Published Thursday, Aug. 13, 2009 | 10:44 a.m.

Updated Saturday, Aug. 22, 2009 | 4:48 p.m.

NOW

I left my glasses in Wrigley Field.

Capitalize it with quotation marks and it reads like a Tony Bennett song.

"I Left My Glasses in Wrigley Field." Just add a mournful twinkling of piano keys and brushes on a snare drum.

Well, maybe not.

Anyway, this is not the minor catastrophe it may appear to be. While it made focusing on home plate a little difficult from my seat in the left-field bleachers for Tuesday night's Cubs-Phillies game, I needed a new prescription anyway and had been putting it off for months.

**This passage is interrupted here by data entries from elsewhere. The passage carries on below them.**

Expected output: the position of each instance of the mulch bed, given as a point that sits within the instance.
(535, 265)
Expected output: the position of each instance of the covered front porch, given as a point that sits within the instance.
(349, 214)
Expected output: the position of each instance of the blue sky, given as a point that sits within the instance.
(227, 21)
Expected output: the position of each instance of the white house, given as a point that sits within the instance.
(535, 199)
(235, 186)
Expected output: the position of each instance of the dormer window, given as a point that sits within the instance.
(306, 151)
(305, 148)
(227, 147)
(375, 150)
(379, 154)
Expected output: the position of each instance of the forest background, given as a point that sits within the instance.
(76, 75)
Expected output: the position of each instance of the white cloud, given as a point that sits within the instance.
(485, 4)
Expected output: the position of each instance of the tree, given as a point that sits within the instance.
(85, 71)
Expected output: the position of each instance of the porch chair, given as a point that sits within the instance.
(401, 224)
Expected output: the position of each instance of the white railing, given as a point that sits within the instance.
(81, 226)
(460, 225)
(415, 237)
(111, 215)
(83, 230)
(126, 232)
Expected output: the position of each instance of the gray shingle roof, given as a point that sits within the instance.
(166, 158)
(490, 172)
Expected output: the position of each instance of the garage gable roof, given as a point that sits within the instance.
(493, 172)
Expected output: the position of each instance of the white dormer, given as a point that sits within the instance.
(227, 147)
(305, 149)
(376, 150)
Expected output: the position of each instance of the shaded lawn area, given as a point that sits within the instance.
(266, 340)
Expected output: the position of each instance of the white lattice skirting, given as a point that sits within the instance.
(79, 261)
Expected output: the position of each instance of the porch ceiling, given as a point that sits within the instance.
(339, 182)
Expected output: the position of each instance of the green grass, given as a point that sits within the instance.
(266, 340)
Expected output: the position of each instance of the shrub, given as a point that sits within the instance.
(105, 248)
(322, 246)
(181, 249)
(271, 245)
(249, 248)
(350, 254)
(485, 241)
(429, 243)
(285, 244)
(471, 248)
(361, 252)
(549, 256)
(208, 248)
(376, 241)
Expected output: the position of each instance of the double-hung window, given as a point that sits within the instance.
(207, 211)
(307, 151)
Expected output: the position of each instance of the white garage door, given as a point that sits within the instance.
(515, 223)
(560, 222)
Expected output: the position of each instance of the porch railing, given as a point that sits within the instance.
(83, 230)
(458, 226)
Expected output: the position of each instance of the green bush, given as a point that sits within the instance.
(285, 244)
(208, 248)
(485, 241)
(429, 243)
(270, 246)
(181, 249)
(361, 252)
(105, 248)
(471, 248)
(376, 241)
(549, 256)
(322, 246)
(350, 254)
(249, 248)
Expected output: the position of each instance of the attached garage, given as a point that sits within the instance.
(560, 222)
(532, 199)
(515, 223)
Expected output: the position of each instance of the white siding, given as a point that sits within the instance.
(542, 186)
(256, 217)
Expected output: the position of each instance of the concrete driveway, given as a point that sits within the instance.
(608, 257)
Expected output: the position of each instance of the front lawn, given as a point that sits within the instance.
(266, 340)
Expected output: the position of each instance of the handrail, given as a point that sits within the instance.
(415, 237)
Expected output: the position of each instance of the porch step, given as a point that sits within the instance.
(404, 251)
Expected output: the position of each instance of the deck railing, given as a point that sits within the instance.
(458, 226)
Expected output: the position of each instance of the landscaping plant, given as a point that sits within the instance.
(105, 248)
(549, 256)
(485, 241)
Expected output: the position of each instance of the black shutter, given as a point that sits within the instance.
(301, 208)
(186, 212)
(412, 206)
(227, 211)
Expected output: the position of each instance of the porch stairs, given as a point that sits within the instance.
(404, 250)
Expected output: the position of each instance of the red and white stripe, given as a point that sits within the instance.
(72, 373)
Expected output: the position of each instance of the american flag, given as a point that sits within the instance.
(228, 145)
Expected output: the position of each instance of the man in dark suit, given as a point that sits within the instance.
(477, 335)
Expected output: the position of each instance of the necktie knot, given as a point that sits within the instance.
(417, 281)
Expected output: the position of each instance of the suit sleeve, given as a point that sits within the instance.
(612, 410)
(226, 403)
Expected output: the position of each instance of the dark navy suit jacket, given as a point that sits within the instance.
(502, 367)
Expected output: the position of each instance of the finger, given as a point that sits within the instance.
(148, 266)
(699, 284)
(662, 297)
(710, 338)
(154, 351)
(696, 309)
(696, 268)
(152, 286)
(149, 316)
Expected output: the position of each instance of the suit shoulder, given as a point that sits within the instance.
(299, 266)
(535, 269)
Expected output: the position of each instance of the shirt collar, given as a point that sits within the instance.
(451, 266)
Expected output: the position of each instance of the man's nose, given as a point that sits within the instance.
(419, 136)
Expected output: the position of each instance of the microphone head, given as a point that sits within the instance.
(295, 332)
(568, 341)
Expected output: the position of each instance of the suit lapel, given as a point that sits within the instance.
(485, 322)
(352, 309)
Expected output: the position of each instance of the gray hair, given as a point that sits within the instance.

I think this was just Harry Caray's way of telling me to make an appointment with my optician.

THEN

I experienced sensory overload during my four days in Chicago. From the sweet fragrance of mustard-slathered hot dogs at Wrigley Field to the clickety-click of horseshoes on asphalt of a Hansom cab on Michigan Avenue to the unmitigated roar of an "L" train around The Loop, I absorbed it all. I cruised around this magnificent city with the windows rolled down -- which should be the rule when the weather's warm and a gentle breeze is blowing off Lake Michigan.

But if I had to pick my favorite sound or smell of the trip, it would be that of beer bottles clinking another toast and the sound of sisters I had known since kindergarten but hadn't seen in 30 years laughing and laughing and laughing, as if time had stood still or didn't matter.